Coole Jugendliche
„Nichtrauchen ist cool“. So der Titel eines Wettbewerbs der Fachstelle für Suchtprävention im Land Berlin: Schüler, pardon, natürlich: SchülerInnen der siebten bis zehnten Klasse waren aufgerufen, Postkartenmotive zu diesem Thema zu entwerfen. Am 26. Mai 2008 wurden die fulminanten Ergebnisse mit einem Staatssekretär der Senatsverwaltung für Gesundheit der nicht nur staunenden, sondern (ordnungsgemäß) restlos begeisterten Öffentlichkeit vorgestellt. Aus den erstplacierten soll nun eine Jugendkampagne entwickelt werden.
Dabei fragt sich jedes anständige MitgliedIn der Bevölkerungsgemeinschaft, welch feindlich-negativen, ehrvergessenen Elemente dieser unumstößlichen, da fraglos wissenschaftlich bewiesenen Tatsache denn noch widersprechen wollten: Coole Jugendliche rauchen nicht. Senatsverwaltung und Fachstelle sollten es aber nicht bei dieser Aussage belassen, sondern hinzufügen:
Coole Jugendliche trinken keinen Alkohol.
Coole Jugendliche trinken keine Cola.
Coole Jugendliche trinken am liebsten Mineralwasser (nur natriumarmes).
Coole Jugendliche essen keine Süßigkeiten.
Coole Jugendliche essen keine Kartoffelchips.
Coole Jugendliche verabscheuen Hamburger, Pommes frites, Döner und anderes Fast food.

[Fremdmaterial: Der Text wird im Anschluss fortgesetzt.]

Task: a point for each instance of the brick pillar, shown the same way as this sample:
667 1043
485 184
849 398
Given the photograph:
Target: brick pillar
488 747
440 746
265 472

Coole Jugendliche gehen niemals bei Rot über die Straße.
Coole Jugendliche sind spätestens abends um neun daheim. (Pünktlich!)
Coole Jugendliche liegen um 22 Uhr im Bett (und zwar dem eigenen, und schlafen).

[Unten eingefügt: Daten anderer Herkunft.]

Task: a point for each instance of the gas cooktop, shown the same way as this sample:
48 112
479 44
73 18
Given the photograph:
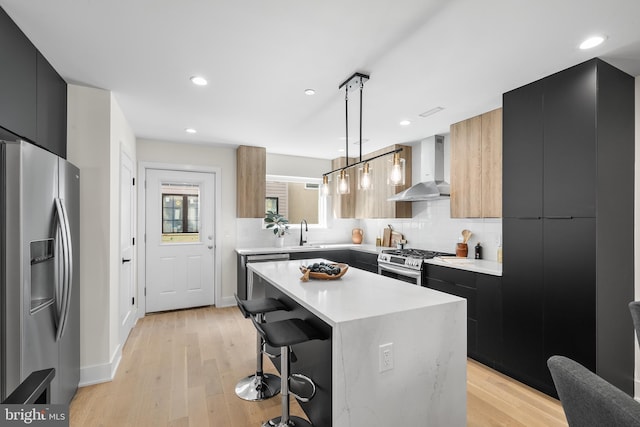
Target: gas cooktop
408 258
415 253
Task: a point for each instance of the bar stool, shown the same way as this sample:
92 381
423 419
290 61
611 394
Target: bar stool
258 386
284 334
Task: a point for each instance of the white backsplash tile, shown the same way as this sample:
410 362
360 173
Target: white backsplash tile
430 228
433 228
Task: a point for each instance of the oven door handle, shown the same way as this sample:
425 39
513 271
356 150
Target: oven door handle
402 271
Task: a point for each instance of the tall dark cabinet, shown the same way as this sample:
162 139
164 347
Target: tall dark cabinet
33 104
568 205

Coole Jugendliche hören keine laute Musik.
Coole Jugendliche waschen sich vor dem Essen immer die Hände.
Coole Jugendliche putzen sich dreimal am Tag die Zähne.
Coole Jugendliche legen von ihrem Taschengeld das meiste auf die hohe Kante und machen niemals Schulden (darin ganz dem Vorbild unseres Staates folgend).
Coole Jugendliche gehen gern zur Schule.
Coole Jugendliche lieben ihre Lehrer.
Coole Jugendliche freuen sich aufs lebenslange Lernen.
Coole Jugendliche sind froh und dankbar für jede Lehrstelle oder Maßnahme des Arbeitsamts.
Coole Jugendliche grüßen immer freundlich im Treppenhaus, wenn man sie trifft.
Coole Jugendliche sortieren den Müll.
Coole Jugendliche bringen die Pfandflaschen stets dorthin zurück, wo sie sie gekauft haben.
Coole Jugendliche interessieren sich nicht für jugendgefährdende Schriften.
Coole Jugendliche schauen sich niemals Websites an, die nur Erwachsene betrachten dürfen.
Coole Jugendliche schalten den Fernsehapparat aus, wenn eine Sendung angekündigt wird, die für sie nicht geeignet ist.
Coole Jugendliche sitzen nicht länger am Computer als zur Erledigung ihrer Schulaufgaben unbedingt nötig.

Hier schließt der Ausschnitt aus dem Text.